Mamabolo, 46, is the MD of SA Mint Company, which produces coins for the SA Reserve Bank. She took the position six weeks before the beginning of the hard lockdown last year.
Born in Polokwane, Limpopo, Mamabolo spent the first eight years of her life with her grandparents – the late Job and Manana Thobela – in Brakpan, on the East Rand. She observed how the elderly couple worked hard and swapped roles to ensure that she was taken care of. Her parents also played a huge role in building the leader she is today.
Her grandfather was an insurance broker, which meant he could manage his diary and ensure that he took care of Mamabolo. Her grandmother, on the other side, was a factory worker who had to catch the train as early 4am and return after dark. Her grandfather would cook and prepare clothes for her when she returned from school.
Her grandparents instilled a love for education, something that would shape the course of Mamabolo’s life.
By the time she started Grade 1, she could read, write and count without attending any crèche.
“I learnt the principles of honesty, integrity and respect for people. I have kept these principles. If we don’t have leaders who are ethical and driven by basic principles of integrity, we will collapse the institutions we run and the country,” Mamabolo said .

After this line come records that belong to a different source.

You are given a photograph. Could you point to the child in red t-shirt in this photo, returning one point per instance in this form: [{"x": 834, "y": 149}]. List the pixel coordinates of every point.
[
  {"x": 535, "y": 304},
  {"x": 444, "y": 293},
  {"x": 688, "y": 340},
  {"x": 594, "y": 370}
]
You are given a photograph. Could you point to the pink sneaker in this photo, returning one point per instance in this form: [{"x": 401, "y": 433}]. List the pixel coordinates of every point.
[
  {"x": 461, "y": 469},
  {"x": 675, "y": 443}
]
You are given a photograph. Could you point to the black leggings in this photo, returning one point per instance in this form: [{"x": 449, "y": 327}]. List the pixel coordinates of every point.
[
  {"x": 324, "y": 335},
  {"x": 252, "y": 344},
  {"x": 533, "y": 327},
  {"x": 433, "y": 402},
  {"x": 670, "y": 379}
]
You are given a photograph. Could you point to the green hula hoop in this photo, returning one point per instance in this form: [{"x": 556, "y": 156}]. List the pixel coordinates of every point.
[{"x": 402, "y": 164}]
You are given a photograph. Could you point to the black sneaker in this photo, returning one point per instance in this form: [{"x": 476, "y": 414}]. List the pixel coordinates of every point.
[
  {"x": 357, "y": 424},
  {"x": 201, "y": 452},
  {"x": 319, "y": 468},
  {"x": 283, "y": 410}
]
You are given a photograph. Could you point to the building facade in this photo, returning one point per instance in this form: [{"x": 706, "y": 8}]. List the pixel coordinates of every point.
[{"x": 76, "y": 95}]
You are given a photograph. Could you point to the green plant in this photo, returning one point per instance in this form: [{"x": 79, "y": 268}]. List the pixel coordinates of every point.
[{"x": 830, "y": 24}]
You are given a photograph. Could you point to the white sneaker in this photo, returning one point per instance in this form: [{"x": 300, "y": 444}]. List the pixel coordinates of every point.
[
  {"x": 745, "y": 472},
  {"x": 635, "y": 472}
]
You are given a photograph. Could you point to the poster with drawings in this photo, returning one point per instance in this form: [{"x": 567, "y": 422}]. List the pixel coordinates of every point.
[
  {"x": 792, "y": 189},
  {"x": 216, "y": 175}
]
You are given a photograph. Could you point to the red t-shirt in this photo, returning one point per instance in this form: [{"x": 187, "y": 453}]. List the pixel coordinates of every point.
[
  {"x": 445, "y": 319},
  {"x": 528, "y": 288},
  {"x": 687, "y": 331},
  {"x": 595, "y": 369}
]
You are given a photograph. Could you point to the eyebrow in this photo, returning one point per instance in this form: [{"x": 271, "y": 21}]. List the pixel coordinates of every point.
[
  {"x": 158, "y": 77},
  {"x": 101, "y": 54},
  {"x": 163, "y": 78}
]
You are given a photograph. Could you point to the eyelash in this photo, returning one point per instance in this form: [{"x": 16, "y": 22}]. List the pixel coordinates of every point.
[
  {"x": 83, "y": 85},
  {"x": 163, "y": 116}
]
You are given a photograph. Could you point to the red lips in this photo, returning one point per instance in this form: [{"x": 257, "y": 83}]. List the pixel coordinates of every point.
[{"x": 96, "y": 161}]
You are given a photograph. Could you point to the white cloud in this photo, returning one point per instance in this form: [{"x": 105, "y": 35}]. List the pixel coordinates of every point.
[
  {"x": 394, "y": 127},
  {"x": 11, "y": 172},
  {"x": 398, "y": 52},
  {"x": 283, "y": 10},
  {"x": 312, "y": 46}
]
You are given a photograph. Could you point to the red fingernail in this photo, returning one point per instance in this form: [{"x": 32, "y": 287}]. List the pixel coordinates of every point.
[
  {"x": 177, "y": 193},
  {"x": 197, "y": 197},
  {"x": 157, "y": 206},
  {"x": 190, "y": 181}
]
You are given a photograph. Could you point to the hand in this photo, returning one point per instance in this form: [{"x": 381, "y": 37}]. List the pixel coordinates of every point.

It was this upbringing that planted the seed in Mamabolo that there are no jobs for men or women.
As a child, Mamabolo moved to Polokwane before returning to Gauteng to complete her matric at Fourways High School, but she still identifies herself with Lebowakgomo, about 60km from Polokwane.
Mamabolo studied chemical engineering, a male-dominated field, at the University of Pretoria and became one of the first black female students to complete the qualification in 2000.
However, her first employer was not an engineering firm but Nedbank. At that time, banks needed people to improve efficiencies within their processes. She said the sector wanted people with “lean manufacturing principles” to automate banking services and make them quicker.
She then worked in retail banking for seven years, her last bank being Absa. In 2007, Mamabolo took a sabbatical and lived in Ghana for three months. She lived in a Liberian refugee camp where she started an NGO called Vision Awake Africa for Development, which she still supports.
On her return to SA, she joined an energy consulting firm, Energy Solutions Africa, which advised the government on liquid fuel policy, donor fund management and renewal energy. This led to her move to the Industrial Development Corporation where she worked as an energy specialist before leading a chemical company in KwaZulu-Natal, which led to her current position.
SA Mint is a contract manufacturer of coins such as R5, R2, R1 and cents for the SA Reserve Bank, and some of the Southern African countries and overseas economies. The company is owned by the Reserve Bank and does not manage the circulation but ensures that there are enough coins in circulation. It also produces investment coins such as the Krugerrand and a range of limited-edition collectable coins in premium precious metals.
“We are just a factory... My role is to ensure that I supply on time, in full and at the right quality,” she said .
But Mamabolo sees herself as a leader doing more than just producing coins. She is passionate about transforming society and producing better young leaders. At the heart of this pursuit is growing strong families.
“If the foundation is not in place, it meants we have no grounding moral and ethical principles to guide us...
The primary caregiver [parent] is the first one that models how a child must behave... If the family structure is not right, we are exporting a child into society, and expecting teachers who are secondary caregivers to play our role,” she said.
“Families also shape the way children relate with the opposite sex. It is in families that boys can learn how to treat girls, and genderbased violence.
“In the households
when we bring up the boy and girl child, do you make your daughter wash the dishes while your son is watching television? Those are subconscious biases.
“Do you make your son do the garden while your daughter does the dishes... and not all of them participating equally? It starts there.
When a friend or colleague at work speaks ill about women, do you laugh? Very quickly we go to the physical violence and femicide. That is the graduation of these small things that we did not address as a society.”